The constructor name is derived from the type parameter. Its first letter is changed to the upper-case and the Detector suffix is added (4).

There is also an object containing options for every type of detector (5). Both the barcode and text detector will use the default options, however, for the face detector, there are two options:

fastMode – Switches on less accurate detection (that will recognize more faces but also increase the number of false positives).
maxDetectedFaces – Set to 1 to detect only one face.

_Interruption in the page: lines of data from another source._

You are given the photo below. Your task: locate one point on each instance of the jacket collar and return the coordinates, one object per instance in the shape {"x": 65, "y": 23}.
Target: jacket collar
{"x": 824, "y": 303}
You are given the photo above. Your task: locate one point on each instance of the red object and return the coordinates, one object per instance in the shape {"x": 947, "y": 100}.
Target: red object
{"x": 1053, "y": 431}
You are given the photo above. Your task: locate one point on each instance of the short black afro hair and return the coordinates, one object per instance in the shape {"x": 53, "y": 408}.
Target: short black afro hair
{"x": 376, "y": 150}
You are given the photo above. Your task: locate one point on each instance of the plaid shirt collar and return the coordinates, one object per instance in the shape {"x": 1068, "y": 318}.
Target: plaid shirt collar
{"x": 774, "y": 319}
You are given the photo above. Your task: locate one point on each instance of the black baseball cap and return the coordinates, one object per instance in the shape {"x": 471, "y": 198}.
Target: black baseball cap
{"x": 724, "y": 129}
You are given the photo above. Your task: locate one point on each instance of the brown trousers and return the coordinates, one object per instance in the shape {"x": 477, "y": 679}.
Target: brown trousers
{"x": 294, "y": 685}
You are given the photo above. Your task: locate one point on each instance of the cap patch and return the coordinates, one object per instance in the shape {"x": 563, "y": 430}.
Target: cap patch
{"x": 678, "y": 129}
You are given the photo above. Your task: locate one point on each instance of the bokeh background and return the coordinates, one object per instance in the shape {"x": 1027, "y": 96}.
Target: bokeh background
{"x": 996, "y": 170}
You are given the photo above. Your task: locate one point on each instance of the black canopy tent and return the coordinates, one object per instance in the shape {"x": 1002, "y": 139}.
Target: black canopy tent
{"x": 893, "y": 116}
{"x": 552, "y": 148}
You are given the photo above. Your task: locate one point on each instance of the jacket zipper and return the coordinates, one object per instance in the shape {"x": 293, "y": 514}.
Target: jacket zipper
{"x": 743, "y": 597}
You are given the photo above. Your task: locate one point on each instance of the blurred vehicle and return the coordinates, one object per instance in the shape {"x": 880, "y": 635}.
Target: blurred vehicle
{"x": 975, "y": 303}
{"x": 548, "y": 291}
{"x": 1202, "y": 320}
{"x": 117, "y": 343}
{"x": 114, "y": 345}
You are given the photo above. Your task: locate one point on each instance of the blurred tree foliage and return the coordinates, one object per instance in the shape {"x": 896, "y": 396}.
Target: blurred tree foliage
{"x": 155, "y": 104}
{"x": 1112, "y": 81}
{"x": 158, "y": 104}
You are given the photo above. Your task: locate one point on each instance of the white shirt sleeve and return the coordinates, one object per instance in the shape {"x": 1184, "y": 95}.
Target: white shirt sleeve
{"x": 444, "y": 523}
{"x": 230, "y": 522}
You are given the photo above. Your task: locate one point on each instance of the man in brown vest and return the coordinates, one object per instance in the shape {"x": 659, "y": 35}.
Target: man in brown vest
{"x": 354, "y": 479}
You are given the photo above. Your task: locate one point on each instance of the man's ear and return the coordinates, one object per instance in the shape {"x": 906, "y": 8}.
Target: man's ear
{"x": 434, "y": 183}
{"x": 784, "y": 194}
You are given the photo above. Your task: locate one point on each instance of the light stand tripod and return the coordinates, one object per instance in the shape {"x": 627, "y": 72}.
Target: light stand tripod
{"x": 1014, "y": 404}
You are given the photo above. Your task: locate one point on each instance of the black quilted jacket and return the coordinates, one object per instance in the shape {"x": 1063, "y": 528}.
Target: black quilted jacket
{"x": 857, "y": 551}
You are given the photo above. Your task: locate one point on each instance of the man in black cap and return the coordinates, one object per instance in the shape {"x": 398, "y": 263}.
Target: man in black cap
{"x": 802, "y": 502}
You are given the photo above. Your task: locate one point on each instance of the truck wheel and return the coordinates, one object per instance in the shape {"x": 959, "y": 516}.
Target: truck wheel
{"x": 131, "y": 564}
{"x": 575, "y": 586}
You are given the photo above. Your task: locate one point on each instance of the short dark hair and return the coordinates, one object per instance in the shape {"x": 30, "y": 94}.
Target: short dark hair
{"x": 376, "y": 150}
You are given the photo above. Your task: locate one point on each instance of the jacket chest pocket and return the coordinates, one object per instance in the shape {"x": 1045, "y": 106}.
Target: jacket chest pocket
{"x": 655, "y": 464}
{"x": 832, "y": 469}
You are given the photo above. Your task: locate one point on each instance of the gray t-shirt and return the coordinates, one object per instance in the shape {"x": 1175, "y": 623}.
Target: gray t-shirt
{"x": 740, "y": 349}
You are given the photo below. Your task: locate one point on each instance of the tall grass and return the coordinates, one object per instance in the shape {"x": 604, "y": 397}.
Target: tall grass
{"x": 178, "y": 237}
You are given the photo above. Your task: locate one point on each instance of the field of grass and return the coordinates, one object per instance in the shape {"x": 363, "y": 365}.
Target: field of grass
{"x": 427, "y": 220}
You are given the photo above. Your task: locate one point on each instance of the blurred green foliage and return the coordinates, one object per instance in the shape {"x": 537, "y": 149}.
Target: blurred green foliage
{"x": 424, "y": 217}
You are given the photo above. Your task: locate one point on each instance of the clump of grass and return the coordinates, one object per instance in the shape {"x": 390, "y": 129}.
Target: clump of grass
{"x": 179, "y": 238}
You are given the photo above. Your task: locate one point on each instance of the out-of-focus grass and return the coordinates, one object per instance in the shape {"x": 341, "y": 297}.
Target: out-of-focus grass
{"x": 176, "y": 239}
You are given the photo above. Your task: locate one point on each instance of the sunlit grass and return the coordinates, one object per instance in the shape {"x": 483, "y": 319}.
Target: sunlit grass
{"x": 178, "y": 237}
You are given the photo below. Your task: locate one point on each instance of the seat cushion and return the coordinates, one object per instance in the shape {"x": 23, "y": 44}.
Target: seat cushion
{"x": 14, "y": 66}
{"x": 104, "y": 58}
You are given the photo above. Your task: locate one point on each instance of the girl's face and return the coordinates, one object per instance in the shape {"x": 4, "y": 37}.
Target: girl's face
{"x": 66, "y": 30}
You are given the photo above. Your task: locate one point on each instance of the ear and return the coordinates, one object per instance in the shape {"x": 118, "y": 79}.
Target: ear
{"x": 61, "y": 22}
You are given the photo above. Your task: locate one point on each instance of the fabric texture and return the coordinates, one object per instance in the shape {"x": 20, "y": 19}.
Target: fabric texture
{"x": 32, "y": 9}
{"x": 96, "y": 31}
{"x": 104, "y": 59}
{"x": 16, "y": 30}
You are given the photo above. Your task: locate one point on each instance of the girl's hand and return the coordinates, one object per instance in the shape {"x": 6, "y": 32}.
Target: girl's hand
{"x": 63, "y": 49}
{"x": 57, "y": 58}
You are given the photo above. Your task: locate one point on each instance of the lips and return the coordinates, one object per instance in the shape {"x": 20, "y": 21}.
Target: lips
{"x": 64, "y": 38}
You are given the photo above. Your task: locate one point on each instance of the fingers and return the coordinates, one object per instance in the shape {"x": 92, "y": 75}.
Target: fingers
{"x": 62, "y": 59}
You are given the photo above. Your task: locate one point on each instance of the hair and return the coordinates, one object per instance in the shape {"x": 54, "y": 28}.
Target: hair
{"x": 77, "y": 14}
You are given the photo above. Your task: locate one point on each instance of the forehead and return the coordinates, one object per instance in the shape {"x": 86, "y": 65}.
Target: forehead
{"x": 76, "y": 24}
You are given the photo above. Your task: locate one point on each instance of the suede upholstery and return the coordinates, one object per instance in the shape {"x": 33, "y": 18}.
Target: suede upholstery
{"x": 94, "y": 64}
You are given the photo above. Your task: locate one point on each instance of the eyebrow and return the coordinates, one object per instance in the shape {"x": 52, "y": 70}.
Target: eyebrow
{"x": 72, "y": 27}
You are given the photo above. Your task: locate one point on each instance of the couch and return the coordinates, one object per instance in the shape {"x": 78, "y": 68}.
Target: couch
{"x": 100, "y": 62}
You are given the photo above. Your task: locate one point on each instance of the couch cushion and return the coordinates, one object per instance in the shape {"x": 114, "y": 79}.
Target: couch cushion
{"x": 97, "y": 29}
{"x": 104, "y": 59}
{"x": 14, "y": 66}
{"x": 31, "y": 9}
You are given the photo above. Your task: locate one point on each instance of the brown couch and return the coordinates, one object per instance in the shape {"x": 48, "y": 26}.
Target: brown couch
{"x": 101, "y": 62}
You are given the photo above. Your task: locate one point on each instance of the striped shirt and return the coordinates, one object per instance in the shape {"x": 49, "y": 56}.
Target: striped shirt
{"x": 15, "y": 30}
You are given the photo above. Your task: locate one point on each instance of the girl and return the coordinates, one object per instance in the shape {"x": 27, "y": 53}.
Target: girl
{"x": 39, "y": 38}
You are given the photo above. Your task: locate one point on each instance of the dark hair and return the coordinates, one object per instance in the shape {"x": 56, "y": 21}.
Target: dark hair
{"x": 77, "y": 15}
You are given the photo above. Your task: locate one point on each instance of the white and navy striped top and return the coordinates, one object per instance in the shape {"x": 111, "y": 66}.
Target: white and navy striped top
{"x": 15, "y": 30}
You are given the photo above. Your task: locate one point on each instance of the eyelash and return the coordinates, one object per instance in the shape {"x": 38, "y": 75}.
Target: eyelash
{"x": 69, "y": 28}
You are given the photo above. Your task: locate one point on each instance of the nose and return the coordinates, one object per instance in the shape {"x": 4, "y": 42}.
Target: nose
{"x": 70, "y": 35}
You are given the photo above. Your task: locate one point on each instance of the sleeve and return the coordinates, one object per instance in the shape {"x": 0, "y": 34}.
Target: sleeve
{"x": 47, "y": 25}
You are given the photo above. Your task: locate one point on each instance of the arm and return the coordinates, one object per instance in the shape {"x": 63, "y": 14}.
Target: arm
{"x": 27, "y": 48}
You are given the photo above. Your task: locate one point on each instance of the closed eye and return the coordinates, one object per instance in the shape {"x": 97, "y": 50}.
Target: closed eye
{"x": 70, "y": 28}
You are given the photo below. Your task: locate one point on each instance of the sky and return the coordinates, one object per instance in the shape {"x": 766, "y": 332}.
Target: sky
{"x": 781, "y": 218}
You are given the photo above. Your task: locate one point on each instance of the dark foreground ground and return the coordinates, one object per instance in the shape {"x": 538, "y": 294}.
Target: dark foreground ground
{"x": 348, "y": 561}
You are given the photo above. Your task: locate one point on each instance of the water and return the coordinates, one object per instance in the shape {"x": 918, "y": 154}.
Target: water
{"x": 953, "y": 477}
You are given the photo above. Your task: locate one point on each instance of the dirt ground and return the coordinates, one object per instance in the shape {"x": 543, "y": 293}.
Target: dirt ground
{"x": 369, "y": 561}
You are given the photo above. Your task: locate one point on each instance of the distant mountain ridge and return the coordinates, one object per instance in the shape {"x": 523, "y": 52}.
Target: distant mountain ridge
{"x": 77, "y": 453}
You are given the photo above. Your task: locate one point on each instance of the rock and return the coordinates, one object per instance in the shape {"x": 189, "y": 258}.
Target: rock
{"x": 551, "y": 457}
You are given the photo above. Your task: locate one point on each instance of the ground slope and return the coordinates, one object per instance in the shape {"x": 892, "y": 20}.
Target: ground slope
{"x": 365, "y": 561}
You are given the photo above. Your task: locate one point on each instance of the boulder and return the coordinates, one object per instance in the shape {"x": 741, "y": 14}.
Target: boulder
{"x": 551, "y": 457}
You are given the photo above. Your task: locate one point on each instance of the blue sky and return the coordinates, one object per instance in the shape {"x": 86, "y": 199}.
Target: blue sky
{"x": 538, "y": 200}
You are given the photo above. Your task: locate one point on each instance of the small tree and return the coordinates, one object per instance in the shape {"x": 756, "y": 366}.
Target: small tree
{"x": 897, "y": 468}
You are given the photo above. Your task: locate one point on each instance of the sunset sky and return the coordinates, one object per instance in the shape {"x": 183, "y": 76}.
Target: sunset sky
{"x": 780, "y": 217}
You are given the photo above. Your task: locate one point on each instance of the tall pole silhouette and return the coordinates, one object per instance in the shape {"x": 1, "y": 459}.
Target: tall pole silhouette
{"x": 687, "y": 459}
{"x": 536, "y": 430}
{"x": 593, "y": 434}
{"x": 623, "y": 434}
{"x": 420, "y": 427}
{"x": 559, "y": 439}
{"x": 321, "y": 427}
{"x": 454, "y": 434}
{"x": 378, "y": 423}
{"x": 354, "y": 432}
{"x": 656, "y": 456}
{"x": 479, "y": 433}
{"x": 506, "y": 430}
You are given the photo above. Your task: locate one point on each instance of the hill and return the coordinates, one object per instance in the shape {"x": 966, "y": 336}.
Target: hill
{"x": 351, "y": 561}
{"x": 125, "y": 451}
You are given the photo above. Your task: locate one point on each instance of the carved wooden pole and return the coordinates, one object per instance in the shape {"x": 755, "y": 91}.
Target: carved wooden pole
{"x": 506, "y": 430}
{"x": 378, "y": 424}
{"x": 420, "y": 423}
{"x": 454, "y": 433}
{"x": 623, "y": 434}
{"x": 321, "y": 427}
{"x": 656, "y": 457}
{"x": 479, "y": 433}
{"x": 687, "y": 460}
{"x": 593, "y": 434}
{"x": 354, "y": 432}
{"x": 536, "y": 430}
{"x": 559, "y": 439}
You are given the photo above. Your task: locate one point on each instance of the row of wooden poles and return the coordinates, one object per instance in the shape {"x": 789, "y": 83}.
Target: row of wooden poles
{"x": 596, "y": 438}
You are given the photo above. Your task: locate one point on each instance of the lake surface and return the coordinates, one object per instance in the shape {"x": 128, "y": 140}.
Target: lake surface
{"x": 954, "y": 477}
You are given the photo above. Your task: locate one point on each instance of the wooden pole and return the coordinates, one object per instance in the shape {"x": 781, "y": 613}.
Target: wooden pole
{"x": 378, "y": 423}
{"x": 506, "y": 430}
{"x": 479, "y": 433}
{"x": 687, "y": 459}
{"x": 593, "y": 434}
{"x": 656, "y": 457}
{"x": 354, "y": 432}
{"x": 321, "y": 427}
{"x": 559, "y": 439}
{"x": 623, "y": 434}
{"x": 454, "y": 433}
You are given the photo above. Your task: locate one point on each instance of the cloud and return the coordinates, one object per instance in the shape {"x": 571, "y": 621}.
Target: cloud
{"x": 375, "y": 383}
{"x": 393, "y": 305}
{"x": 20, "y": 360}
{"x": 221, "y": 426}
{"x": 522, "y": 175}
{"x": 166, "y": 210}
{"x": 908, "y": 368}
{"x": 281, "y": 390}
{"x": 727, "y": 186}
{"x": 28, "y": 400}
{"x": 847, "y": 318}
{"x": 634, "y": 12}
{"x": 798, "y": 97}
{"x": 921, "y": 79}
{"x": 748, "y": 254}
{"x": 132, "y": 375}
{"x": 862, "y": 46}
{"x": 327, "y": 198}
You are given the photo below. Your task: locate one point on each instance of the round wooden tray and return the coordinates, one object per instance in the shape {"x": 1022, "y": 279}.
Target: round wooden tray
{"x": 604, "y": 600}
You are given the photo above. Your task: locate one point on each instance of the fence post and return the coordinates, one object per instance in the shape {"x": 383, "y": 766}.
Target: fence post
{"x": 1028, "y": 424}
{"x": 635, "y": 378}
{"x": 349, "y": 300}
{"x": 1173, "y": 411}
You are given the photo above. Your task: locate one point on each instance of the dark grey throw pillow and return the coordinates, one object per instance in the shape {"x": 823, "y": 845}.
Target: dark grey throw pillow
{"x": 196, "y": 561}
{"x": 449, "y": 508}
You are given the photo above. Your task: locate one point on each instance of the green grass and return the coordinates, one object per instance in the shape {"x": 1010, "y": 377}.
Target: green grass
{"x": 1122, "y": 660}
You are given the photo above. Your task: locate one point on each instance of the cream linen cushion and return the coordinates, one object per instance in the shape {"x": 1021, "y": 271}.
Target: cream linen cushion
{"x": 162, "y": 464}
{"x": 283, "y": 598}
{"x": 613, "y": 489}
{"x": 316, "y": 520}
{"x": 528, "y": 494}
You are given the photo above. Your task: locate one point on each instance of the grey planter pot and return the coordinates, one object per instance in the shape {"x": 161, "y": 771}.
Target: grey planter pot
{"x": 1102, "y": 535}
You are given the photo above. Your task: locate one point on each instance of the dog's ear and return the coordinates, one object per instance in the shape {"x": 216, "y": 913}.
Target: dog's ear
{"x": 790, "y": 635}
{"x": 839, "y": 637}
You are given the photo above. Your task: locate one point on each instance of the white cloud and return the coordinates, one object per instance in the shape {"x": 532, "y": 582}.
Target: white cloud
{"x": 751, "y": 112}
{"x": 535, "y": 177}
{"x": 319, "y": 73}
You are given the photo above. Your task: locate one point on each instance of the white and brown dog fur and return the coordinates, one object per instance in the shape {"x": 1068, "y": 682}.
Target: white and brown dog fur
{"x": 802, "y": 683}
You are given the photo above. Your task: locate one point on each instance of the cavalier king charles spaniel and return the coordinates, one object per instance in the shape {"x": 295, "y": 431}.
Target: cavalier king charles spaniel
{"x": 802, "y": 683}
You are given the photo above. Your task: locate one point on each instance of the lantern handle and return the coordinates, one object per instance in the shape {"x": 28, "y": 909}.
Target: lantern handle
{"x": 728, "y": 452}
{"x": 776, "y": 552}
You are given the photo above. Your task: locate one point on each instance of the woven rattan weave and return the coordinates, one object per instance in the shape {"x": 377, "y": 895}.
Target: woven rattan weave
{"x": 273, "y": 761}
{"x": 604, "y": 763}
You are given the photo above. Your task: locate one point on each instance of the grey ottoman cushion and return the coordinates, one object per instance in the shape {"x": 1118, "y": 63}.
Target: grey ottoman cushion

After creating the shape detector, you can call its detect() method and await results (6). When the results arrive, return them (7).

Running the application

Coding is complete, however, the application will not work correctly if you start it directly from the directory. This is caused mainly by the fact that the code uses ES modules that are bound by CORS rules. There are two solutions to these issues:

Switch back to old, non-module JavaScript — you will not be cool anymore.
Use a local web server to serve the site — you will still be cool.

Fortunately, using a local web server is as simple as running the following command inside the directory with the application:

npx http-server ./

It will download and run the http-server npm package. You can then navigate to http://localhost:8080 (or to another address that will be displayed in your terminal) and test your own barcode, text and face detector application. Remember to use Chrome with the experimental Web platform features enabled!

And that's it! With the new Shape Detection APIs, it is fairly easy to detect certain shapes in the image — at least in Chrome. We will need to wait and see if other browsers will follow.

Source code and demo

The complete code of the application is available on GitHub. There is also a slightly enhanced and styled live text, barcode and face detection demo available for you to play with. Its source code is also available on GitHub. Unfortunately, at the time of writing this article, shape detecting is not supported on Linux.

As for the next steps, one of the most important applications of face detection is facial recognition. This technology matches human faces detected on images or video frames against a database of faces. As other biometric technologies, it can be used to authenticate users, interact with computers, smartphones or other robotic systems, automatically index images or for video surveillance purposes.